La verità è che esistono dimensioni della nostra esistenza che non sono spiegabili, che non appartengono all’ordine della ragione logica. Un sillogismo o la conoscenza matematica non ci fanno arrivare a coglierne il senso. E neppure la tecnica e le altre forme della scienza. Ma è altresì sbagliato pensare di poter risolvere l’enigma con la ragione affettiva. Possiamo forse avvicinarci alla sua risoluzione con più profondità, ma non è accidentale che i grandi miti dell’amore siano, nella maggior parte dei casi, miti della ricerca dell’amore, di desiderio di amore, non storie di fusione, di coincidenza perfetta o di una reciprocità priva di spigoli. Anche all’affettività si richiede di apprendere ad abbracciare l’enigma, di non temere quella porzione inalienabile di silenzio e mistero che ogni essere umano irradia fino alla fine. Amare è anche amare quello che non comprendiamo dell’altro. Torna in mente un amico, un teologo, che in proposito sosteneva una posizione impertinente. Diceva: «Quello che i biologi marini, l’industria ittica e i compratori di miti hanno in comune è semplicemente questo: nessuno sa che cosa realmente è un pesce». È una cosa a cui pensiamo poco: il ruolo che questo non-sapere ha nella nostra vita. Se effettivamente noi non sappiamo che cos’è un pesce, dobbiamo tirare le nostre conclusioni e chiederci: quale può essere il mio approccio a un pesce? La risposta è: «Apprendiamo a negoziare». Disponiamoci cioè a imparare, ascoltando, tentando di costruire pazientemente un patto, non vincolati a un sapere teorico, ma in fedeltà all’osservazione diretta della realtà.

Sul pesce, poi, c’è quel racconto ispiratore del poeta portoghese Herberto Helder: «C’era una volta un pittore che aveva un acquario con un pesce rosso. Il pesce viveva tranquillo in compagnia del suo colore rosso, ma un giorno iniziò a diventare nero, una macchia nera sotto il suo colore naturale. La macchia si espandeva, cresceva sempre più impadronendosi di tutto il pesce. Fuori dall’acquario il pittore assisteva sorpreso alla comparsa del nuovo pesce.

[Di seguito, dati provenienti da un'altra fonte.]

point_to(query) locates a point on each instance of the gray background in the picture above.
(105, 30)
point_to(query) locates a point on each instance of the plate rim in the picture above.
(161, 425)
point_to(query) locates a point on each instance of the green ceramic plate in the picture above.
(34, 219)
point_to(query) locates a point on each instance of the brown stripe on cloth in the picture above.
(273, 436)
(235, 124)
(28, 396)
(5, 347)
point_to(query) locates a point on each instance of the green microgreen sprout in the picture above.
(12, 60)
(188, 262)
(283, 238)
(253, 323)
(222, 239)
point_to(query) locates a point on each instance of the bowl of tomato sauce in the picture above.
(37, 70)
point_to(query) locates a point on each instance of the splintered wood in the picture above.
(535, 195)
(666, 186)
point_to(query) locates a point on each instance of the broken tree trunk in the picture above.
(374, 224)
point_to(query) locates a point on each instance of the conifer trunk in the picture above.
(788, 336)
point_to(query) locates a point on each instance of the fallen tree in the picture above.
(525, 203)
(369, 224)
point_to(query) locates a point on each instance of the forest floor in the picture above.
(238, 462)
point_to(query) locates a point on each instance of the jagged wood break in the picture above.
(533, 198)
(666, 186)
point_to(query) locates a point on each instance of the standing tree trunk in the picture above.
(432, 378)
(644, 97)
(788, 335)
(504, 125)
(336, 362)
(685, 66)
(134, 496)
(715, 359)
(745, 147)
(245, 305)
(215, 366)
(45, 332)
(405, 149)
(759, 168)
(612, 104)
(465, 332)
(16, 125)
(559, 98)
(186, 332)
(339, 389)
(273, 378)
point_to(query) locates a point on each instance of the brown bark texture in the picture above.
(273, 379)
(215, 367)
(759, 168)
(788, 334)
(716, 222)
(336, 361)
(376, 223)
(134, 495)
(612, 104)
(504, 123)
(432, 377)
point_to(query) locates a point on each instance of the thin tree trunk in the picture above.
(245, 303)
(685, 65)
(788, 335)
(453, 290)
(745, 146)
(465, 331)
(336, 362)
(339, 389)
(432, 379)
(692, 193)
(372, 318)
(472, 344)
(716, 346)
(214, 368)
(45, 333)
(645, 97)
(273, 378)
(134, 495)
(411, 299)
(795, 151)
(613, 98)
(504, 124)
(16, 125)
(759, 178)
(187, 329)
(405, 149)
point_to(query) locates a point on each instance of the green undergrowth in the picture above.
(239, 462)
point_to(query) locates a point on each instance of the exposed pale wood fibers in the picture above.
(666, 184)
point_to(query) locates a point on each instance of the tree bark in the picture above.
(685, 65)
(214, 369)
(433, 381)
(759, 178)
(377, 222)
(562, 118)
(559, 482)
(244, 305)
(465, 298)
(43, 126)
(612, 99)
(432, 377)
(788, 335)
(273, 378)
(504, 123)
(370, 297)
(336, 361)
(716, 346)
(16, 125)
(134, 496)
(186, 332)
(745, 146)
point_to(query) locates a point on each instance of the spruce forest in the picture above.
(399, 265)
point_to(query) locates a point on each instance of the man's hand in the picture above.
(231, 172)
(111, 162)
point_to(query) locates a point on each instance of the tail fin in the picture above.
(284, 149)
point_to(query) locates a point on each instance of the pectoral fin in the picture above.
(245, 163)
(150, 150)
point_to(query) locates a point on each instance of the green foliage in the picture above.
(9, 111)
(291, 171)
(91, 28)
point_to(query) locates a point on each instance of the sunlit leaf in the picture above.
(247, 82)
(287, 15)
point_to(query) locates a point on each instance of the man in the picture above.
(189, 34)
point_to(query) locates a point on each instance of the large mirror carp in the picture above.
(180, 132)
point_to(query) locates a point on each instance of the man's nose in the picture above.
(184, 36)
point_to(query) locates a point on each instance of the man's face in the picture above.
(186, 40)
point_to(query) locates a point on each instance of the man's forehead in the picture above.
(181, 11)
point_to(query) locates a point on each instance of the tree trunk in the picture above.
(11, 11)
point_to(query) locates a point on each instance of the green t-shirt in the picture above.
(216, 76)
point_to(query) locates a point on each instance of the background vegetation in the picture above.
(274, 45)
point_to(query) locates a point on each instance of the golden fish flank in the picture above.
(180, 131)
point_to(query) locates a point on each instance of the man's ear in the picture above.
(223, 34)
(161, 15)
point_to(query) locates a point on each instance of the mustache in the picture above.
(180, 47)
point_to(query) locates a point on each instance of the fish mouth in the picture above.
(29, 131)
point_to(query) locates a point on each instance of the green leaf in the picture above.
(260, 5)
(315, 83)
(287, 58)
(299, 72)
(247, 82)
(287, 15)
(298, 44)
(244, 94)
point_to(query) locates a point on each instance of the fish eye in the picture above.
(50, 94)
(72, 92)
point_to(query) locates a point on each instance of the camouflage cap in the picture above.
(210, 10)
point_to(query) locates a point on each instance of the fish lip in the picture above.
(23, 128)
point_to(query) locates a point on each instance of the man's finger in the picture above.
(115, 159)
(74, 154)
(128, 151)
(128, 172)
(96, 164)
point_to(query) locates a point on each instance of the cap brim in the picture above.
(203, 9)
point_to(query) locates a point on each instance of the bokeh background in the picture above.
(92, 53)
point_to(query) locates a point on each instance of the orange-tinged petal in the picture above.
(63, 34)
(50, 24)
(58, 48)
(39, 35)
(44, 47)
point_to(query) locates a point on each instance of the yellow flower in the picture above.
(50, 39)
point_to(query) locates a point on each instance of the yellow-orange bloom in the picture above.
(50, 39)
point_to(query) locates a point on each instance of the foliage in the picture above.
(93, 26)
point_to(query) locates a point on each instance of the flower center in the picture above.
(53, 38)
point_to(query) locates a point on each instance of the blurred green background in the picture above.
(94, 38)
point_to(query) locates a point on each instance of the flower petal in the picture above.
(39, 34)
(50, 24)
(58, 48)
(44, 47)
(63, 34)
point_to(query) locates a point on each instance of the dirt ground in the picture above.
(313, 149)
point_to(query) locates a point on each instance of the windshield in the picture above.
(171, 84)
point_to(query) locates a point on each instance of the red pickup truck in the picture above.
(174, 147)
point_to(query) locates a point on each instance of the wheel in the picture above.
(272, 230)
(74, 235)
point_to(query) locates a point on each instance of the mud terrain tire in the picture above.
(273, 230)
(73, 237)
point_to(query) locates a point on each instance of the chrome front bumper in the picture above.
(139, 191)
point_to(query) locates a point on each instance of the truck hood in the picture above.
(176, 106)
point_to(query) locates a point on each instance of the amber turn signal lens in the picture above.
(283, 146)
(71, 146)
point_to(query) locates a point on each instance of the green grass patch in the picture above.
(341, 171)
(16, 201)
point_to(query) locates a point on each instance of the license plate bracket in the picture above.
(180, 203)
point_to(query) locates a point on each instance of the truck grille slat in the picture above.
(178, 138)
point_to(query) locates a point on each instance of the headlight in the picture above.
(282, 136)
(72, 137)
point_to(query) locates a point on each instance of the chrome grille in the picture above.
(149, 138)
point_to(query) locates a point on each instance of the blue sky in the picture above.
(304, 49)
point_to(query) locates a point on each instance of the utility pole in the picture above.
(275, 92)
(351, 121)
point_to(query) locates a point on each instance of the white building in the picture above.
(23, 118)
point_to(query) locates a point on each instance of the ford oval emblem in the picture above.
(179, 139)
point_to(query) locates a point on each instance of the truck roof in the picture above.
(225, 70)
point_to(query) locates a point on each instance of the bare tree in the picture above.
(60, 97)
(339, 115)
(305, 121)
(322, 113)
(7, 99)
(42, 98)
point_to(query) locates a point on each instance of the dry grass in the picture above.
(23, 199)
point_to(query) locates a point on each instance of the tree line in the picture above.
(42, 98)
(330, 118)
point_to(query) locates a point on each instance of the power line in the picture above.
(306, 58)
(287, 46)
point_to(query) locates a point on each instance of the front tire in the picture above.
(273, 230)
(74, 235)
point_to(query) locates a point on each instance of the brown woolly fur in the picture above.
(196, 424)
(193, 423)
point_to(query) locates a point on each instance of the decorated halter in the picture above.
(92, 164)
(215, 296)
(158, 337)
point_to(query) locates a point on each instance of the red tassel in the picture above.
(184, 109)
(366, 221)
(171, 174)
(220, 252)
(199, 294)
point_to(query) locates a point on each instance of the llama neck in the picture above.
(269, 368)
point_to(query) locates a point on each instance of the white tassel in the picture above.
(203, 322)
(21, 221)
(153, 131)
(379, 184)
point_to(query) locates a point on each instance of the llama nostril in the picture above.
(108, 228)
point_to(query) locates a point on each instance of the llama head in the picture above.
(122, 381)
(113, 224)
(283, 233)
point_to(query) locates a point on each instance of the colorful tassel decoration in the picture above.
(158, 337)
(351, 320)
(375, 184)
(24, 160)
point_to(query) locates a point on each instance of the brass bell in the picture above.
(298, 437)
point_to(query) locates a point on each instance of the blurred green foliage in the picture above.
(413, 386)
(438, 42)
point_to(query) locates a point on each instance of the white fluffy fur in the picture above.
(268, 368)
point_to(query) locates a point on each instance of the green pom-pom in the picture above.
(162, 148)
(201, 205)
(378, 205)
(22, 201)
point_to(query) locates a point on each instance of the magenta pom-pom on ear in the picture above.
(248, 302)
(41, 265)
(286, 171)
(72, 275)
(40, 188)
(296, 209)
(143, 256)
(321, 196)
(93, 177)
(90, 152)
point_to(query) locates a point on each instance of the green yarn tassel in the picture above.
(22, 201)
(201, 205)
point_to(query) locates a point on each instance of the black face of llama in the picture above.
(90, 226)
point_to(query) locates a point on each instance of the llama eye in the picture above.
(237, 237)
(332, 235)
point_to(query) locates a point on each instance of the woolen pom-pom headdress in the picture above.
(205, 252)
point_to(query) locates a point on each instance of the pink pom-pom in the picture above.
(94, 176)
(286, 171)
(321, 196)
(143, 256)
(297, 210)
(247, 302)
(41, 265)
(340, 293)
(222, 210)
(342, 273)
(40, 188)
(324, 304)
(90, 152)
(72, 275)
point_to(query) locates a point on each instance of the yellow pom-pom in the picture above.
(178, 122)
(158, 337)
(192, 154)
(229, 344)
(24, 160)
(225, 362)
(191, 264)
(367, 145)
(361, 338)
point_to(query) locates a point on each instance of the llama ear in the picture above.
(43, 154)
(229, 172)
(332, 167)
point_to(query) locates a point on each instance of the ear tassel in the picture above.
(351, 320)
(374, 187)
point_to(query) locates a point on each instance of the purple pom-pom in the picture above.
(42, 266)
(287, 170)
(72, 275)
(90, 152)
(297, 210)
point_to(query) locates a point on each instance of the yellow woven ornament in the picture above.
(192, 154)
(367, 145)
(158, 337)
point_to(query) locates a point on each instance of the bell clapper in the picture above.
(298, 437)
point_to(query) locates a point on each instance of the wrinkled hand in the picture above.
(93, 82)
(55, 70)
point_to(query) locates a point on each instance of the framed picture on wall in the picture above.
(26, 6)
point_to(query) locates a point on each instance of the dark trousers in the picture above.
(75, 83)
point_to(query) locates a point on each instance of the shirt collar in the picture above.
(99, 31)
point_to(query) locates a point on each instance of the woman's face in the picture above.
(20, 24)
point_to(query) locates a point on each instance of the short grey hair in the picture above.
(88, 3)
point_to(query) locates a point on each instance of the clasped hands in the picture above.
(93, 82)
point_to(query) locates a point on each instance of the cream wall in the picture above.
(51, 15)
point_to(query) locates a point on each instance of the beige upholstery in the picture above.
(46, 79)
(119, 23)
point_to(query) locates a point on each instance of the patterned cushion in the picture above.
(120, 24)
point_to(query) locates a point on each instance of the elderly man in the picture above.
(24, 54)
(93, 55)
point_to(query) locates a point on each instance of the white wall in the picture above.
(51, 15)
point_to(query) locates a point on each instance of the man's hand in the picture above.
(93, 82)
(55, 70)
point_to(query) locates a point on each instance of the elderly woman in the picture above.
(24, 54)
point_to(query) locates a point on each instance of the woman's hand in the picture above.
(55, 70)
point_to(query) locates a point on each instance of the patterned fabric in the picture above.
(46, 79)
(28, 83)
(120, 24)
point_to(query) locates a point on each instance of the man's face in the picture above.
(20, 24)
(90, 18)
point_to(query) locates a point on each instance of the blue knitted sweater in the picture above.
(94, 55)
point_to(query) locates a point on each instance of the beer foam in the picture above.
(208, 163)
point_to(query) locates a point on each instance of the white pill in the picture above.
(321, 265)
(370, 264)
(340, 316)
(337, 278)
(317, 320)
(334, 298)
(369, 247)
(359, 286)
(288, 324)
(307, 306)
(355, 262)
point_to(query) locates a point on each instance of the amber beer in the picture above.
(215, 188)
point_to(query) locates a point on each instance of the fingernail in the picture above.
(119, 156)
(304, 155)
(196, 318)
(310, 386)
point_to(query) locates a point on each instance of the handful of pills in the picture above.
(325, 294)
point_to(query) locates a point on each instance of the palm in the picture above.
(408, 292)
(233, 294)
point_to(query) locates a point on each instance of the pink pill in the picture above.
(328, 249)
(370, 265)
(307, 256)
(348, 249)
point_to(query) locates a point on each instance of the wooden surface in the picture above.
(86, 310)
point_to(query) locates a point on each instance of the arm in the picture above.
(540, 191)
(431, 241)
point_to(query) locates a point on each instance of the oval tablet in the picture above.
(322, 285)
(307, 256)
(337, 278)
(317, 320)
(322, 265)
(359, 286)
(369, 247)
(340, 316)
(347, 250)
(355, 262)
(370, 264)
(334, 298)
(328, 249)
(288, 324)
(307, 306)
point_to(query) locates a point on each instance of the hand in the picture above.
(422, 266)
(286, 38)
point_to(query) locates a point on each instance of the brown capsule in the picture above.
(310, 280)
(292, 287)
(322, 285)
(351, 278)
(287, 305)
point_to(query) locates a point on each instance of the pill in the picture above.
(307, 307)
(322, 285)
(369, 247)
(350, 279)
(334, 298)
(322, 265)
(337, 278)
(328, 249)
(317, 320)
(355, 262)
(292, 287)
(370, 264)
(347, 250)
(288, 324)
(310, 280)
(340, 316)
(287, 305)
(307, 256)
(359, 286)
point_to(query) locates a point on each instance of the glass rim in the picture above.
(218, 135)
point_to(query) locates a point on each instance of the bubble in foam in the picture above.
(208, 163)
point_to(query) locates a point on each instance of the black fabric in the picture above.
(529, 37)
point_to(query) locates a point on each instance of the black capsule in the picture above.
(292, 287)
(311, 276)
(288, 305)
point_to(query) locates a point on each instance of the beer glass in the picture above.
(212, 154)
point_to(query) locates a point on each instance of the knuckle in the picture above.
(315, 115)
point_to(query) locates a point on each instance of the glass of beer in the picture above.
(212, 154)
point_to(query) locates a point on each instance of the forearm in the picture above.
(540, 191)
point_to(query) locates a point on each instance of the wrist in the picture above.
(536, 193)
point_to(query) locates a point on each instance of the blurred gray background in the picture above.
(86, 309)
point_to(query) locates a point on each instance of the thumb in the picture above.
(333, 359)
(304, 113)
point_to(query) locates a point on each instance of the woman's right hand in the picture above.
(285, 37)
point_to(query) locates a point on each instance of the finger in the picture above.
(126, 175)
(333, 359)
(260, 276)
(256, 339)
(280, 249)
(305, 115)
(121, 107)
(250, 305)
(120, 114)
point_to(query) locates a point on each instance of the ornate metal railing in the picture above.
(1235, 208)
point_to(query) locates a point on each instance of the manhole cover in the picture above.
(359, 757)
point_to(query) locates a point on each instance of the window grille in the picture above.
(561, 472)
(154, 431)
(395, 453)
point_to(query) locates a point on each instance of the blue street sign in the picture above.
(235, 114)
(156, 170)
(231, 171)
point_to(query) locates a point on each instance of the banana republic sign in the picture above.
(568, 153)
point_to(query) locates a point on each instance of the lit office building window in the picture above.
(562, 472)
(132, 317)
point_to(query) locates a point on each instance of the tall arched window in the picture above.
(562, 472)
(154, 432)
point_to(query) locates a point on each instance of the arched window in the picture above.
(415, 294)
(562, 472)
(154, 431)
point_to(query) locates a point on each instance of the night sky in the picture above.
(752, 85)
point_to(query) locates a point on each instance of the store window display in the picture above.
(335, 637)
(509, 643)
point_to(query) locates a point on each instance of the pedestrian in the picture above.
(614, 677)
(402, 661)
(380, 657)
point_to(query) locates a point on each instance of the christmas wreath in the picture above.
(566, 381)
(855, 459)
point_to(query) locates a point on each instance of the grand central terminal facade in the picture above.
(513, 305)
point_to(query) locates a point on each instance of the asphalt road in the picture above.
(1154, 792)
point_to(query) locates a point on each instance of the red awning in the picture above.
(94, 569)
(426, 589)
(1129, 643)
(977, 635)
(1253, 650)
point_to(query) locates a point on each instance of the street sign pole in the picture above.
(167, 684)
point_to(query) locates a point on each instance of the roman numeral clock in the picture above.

L’artista aveva un problema, era obbligato a interrompere la pittura del quadro quando arrivava al rosso del pesce, non sapeva che farsene del colore nero che ora questo rivelava… Meditando sulle ragioni del cambiamento, proprio mentre cercava di mantenersi fedele, il pittore ipotizzò che il pesce, attraverso un numero di magia, avesse mostrato l’esistenza di una sola legge che includeva sia il mondo delle cose che quello dell’immaginazione. Era la legge della metamorfosi. Una volta capita questa specie di fedeltà, l’artista dipinse un pesce giallo». La legge della metamorfosi non sarà di certo l’unica legge. C’è un patrimonio di verità e c’è un’ontologia che persistono e diventano la chiave di ciò che siamo. Ma anche la storia del pesce giallo di Herberto Helder propone dimensioni significative della vita. Se ne possono evidenziare brevemente due. La prima è l’importanza di quella che chiamerei ‘spiritualità del provvisorio’. E qui cito Roger Schutz, il fondatore alla comunità ecumenica di Taizé: per lui il provvisorio era accettare di andare di inizio in inizio; accettare il pellegrinare, la disinstallazione permanente; accettare che noi possiamo abitare il passaggio; accettare di impegnarsi appassionatamente con la vita non soltanto quando abbiamo tutto garantito, ma perché accettiamo di camminare nella fiducia. L’altra lezione è la necessità di fare un percorso di riconoscimento. Riconoscere è, in primo luogo, identificare: devo sapere chi è l’altro e chi sono io; devo ascoltare meglio, imparare a vedere in profondità. Ma il riconoscimento è anche la riconoscenza, che mi fa capire che la vita è, in sé, pura economia del dono.